Conservatives' bedrooms tended to include more organizational items, including event calendars and postage stamps. They also contained more conventional decorations and items, including sports paraphernalia. Bags of various types, American flags in particular, and alcohol bottles and containers. In general, conservative bedrooms were somewhat neater, cleaner, fresher, organized, and well lit. They were also significantly more likely to contain household cleaning and mending accessories such as laundry baskets, irons and ironing boards, and string or thread. These results appear to confirm theoretical contentions that concerns with cleanliness, hygiene, and order are related to political conservatism (see Table I). Conservative offices tended to be more conventional, less stylish, and less comfortable, in comparison with liberal offices. The bedrooms of liberals suggested that their occupants were indeed relatively high on Openness to Experience. They contained a significantly greater number and variety of books, including books about travel, ethnic issues, feminism, and music, as well as a greater number and variety of music CDs. including world music, folk music, classic and modern rock, and "oldies." Liberal bedrooms also contained a greater number of art supplies, stationery, movie tickets, and a number of items pertaining to travel, including international maps, travel documents, books about travel, and cultural memorabilia.

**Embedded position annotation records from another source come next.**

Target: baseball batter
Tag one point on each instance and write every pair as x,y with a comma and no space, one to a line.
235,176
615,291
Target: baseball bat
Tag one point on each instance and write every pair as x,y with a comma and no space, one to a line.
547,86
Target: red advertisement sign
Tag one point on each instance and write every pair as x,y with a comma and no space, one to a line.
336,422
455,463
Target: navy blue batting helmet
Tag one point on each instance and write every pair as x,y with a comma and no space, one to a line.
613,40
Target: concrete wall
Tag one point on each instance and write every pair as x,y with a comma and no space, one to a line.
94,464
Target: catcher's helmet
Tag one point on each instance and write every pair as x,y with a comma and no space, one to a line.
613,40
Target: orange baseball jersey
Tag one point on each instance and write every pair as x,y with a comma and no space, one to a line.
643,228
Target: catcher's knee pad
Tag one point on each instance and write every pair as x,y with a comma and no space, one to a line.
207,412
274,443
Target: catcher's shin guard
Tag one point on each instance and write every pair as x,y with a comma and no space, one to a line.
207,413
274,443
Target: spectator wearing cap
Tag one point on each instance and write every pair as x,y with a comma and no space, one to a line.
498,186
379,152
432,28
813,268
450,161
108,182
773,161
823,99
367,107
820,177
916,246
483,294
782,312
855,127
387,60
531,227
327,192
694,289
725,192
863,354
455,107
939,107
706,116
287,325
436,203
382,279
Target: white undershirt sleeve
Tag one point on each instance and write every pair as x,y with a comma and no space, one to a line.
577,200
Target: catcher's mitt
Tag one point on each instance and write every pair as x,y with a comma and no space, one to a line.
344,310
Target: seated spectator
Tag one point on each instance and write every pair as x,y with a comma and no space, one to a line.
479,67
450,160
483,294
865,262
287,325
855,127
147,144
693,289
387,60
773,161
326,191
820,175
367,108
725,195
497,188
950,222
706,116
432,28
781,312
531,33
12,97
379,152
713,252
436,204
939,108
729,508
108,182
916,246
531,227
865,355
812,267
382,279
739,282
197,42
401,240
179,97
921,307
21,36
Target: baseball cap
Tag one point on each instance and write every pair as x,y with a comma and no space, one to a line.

Offices and workspaces used by liberals were judged by our coders as being more distinctive, colorful, and "fresh," and as containing more CDs and a greater variety of books. It should be noted that because of the fairly large number of statistical tests conducted, it is possible that some of the significant findings were obtained by chance.
Wednesday, February 27, 2013
Politics and Your Neat/Messy Office
Is this real? Or just another silly psychological stunt?
I'm skeptical of these attempts at indirect psychological analysis (conservatives must be the sort of people who like neat rooms), but the lack of travel and similar books strikes me as significant. Xenophobia is one of the main points shared among conservative factions that otherwise have little in common, including libertarians, paleocons, neocons, Tea Partiers, and evangelicals.